Accordingly, we deny the requested relief.13
MILLER and MALONEY, JJ., concur in the result.. See Article 11.07, V.A.C.C.P.
. Bower v. State, 769 S.W.2d 887 (Tex.Crim.App.), cert. denied, 492 U.S. 927, 109 S.Ct. 3266, 106 L.Ed.2d 611 (1989).
. TEX.CRIM.PROC.CODE ANN. art. 37.071 (Vernon 1990).
. Penry v. Lynaugh, 492 U.S. 302, 109 S.Ct. 2934, 106 L.Ed.2d 256 (1989).
. Id. 492 U.S. at 319, 109 S.Ct. at 2947.
. Id.
. Black v. State, 816 S.W.2d 350 (Tex.Crim.App.1991) (Campbell, J., concurring) (joined by McCormick, P.J., Clinton, Overstreet, Maloney, and Benavides, JJ).
. Quinones v. State, 592 S.W.2d 933, 947 (Tex.Crim.App.), cert. denied, 449 U.S. 893, 101 S.Ct. 256, 66 L.Ed.2d 121 (1980).

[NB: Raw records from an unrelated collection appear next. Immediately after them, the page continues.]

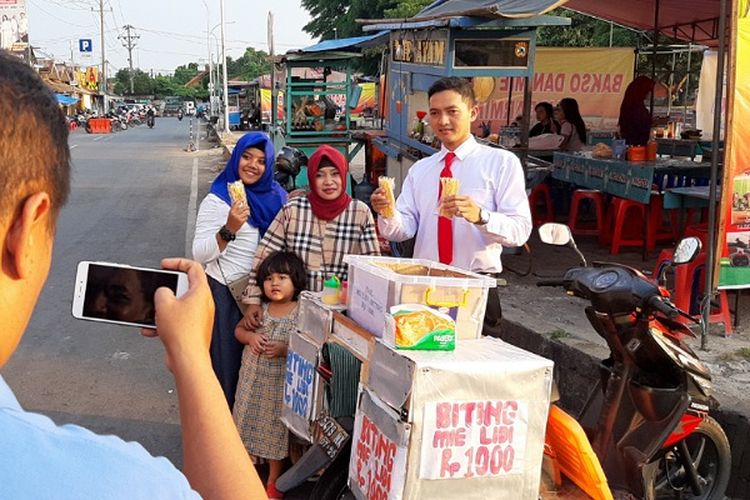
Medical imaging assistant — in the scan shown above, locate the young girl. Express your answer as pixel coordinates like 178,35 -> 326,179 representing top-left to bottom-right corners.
234,252 -> 306,499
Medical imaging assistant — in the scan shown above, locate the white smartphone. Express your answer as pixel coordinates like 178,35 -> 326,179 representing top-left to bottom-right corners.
73,261 -> 188,328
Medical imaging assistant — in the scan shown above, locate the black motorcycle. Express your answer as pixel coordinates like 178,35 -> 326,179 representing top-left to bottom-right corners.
538,223 -> 731,500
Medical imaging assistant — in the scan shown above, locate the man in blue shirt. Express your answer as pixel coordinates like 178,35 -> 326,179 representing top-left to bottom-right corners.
0,50 -> 266,499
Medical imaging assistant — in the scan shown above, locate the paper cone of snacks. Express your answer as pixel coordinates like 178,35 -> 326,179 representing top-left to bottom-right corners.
227,180 -> 247,209
378,176 -> 396,218
440,177 -> 461,219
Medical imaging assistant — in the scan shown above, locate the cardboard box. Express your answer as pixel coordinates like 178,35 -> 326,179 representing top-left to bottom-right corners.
298,291 -> 345,346
349,337 -> 553,500
281,332 -> 325,443
344,255 -> 496,341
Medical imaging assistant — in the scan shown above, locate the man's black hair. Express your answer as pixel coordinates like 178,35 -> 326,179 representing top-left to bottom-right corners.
427,76 -> 476,107
0,50 -> 70,227
255,252 -> 307,301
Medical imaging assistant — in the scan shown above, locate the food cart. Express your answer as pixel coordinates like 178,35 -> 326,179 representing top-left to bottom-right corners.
364,2 -> 570,193
276,50 -> 361,189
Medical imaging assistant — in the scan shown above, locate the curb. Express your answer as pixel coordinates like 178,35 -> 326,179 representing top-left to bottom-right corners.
502,319 -> 750,498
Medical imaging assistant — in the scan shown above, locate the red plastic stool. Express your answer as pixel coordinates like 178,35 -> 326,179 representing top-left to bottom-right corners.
684,224 -> 708,249
568,189 -> 604,236
605,197 -> 646,255
529,182 -> 555,226
672,252 -> 732,336
646,194 -> 676,252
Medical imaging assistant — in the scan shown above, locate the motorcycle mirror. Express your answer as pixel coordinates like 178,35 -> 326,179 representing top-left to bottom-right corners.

. In his writ application, Bower developed additional testimony, which he claims has mitigating effect. However, we granted this writ to determine whether a Penry instruction was necessary in light of the evidence presented at trial. We have only considered the evidence that the jury heard.
. Penry, 109 S.Ct. at 2947 (quoting California v. Brown, 479 U.S. 538, 545, 107 S.Ct. 837, 93 L.Ed.2d 934 (1987) (O'Connor, J., concurring).
. See Ex parte Baldree, 810 S.W.2d 213 (Tex.Crim.App.1991).
. See Richardson v. State, 1991 WL 99949 (Tex.Crim.App., No. 68,934, June 12, 1991) (Bena-vides, J., concurring).
. Applicant’s remaining allegations are denied on the basis of the trial court’s findings of fact and conclusions of law.